They do that while their ingestion pipeline is bringing in three million events per second because their cloud service is multitenant and large. This notion of scale is a scale of events coming in, the number of users that are trying to interact with the database and the amount of data. How do you do it to get back a sub-second response so that the person who’s trying to get the insights isn’t waiting for a second but they can ask a question and get an answer? Scalability is huge. That is one of the most important driving factors why people choose Druid.

[00:33:23] Eric: It is a line of demarcation. You must scale to survive.

[00:35:46] Eric: We got some salty veterans in the show. It’s always fun talking to old pals. We were chatting about service orientation and the cloud. David Wang from Imply, you had a good point about that. Talk about service orientation and how it’s baked into how we do things in the cloud.

[00:36:03] David: If you think about a developer, they want choice, flexibility and ease.
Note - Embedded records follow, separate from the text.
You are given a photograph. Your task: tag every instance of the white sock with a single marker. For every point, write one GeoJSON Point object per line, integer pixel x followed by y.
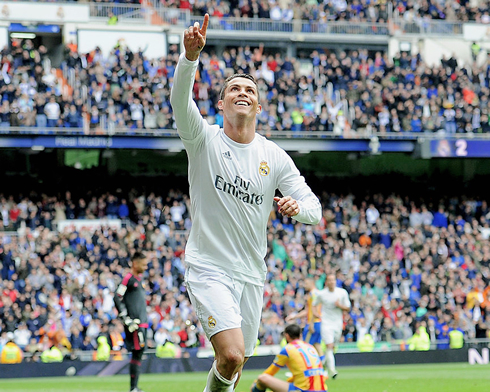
{"type": "Point", "coordinates": [330, 359]}
{"type": "Point", "coordinates": [217, 383]}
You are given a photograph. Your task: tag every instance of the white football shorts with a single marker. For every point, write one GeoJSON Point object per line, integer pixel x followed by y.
{"type": "Point", "coordinates": [331, 334]}
{"type": "Point", "coordinates": [223, 303]}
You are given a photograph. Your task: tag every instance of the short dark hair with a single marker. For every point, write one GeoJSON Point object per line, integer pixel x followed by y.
{"type": "Point", "coordinates": [234, 76]}
{"type": "Point", "coordinates": [138, 256]}
{"type": "Point", "coordinates": [293, 330]}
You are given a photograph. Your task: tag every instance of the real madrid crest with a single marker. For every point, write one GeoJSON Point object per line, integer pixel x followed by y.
{"type": "Point", "coordinates": [264, 169]}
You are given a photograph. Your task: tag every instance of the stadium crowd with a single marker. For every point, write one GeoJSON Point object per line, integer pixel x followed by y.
{"type": "Point", "coordinates": [416, 11]}
{"type": "Point", "coordinates": [347, 93]}
{"type": "Point", "coordinates": [404, 264]}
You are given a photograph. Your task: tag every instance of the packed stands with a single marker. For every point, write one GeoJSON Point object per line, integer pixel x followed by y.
{"type": "Point", "coordinates": [346, 94]}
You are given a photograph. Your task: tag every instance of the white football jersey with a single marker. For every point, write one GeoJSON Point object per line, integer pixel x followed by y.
{"type": "Point", "coordinates": [331, 314]}
{"type": "Point", "coordinates": [232, 187]}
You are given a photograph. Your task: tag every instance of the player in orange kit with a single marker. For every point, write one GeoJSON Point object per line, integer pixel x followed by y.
{"type": "Point", "coordinates": [301, 359]}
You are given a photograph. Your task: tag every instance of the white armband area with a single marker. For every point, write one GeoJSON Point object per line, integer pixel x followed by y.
{"type": "Point", "coordinates": [121, 290]}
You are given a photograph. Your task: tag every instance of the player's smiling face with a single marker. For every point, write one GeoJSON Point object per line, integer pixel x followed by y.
{"type": "Point", "coordinates": [241, 97]}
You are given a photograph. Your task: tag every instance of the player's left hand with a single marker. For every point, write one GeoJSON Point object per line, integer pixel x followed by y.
{"type": "Point", "coordinates": [287, 206]}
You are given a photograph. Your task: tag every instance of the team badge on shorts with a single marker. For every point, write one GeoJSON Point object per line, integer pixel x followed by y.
{"type": "Point", "coordinates": [264, 169]}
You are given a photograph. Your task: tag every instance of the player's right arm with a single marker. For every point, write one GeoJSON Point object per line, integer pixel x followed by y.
{"type": "Point", "coordinates": [190, 123]}
{"type": "Point", "coordinates": [302, 313]}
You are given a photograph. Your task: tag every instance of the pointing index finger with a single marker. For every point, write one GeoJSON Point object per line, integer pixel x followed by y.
{"type": "Point", "coordinates": [205, 24]}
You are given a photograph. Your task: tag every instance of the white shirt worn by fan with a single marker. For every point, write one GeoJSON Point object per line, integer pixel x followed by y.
{"type": "Point", "coordinates": [232, 187]}
{"type": "Point", "coordinates": [331, 314]}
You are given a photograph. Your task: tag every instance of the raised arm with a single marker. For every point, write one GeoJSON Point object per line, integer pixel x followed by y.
{"type": "Point", "coordinates": [298, 202]}
{"type": "Point", "coordinates": [187, 116]}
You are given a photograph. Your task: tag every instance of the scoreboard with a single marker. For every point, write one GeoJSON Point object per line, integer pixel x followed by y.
{"type": "Point", "coordinates": [458, 148]}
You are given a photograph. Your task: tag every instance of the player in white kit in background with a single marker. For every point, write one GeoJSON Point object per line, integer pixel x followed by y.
{"type": "Point", "coordinates": [233, 176]}
{"type": "Point", "coordinates": [334, 301]}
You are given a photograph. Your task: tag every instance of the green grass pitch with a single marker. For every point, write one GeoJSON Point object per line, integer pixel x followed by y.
{"type": "Point", "coordinates": [455, 377]}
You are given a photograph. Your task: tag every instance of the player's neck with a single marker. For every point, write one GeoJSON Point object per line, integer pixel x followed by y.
{"type": "Point", "coordinates": [243, 133]}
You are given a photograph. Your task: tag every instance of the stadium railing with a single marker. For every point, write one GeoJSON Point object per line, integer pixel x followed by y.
{"type": "Point", "coordinates": [345, 348]}
{"type": "Point", "coordinates": [396, 25]}
{"type": "Point", "coordinates": [139, 14]}
{"type": "Point", "coordinates": [29, 131]}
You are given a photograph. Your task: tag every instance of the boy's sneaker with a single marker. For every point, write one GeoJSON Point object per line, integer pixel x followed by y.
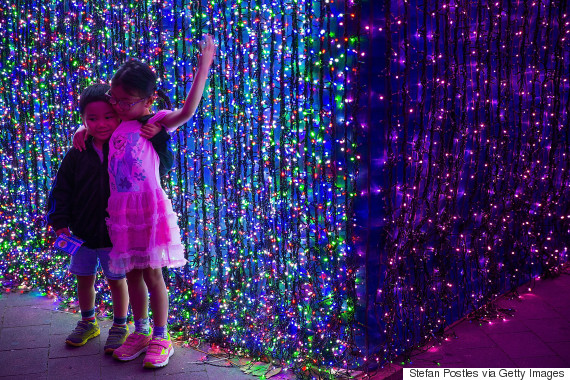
{"type": "Point", "coordinates": [134, 345]}
{"type": "Point", "coordinates": [117, 336]}
{"type": "Point", "coordinates": [84, 331]}
{"type": "Point", "coordinates": [159, 350]}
The cloud has provided the agility and the ease of being able to pick the services that they need to build apps that they’re trying to build. In this whole notion of, “A database for all seasons,” the notion of a sport, one database to build them all is a fallacy. Nobody wants a sport. They want the right tool for the job. The notion of the cloud becomes very intriguing because, in the cloud, the developer has a choice, ease and consumption. If you’re going to build an application that has transaction processing, maybe some BI reporting but also want power and analytic use case for that app, they can choose multiple databases. They don’t have the pain that they used to have back on the premises. That’s cool.

[00:36:56] Eric: Speed to production from the idea is important. You can’t be taking 6, 8 or 12 weeks to figure something out and either deploy a new feature or understand why network traffic has changed dramatically. You’ve got to be able to very quickly iterate on things and try things. The whole fail fast-forward concept maybe doesn’t work but at least let’s see if it works. If it doesn’t, we’ll try something else and that has to be a very short cycle time.

[00:37:26] David: If you think about even going to Apache Druid, it is open-source software. Developers can learn the technology, architecture and the different distributed process, build out a node or cluster and run with it or consume our cloud service at Imply called Polaris. They don’t have to learn any of those constructs. They can just get the performance that they need to power their app. You’re using Druid and SQL but not the underlying mechanics. That allows the organization to go fast. That’s what it’s all about.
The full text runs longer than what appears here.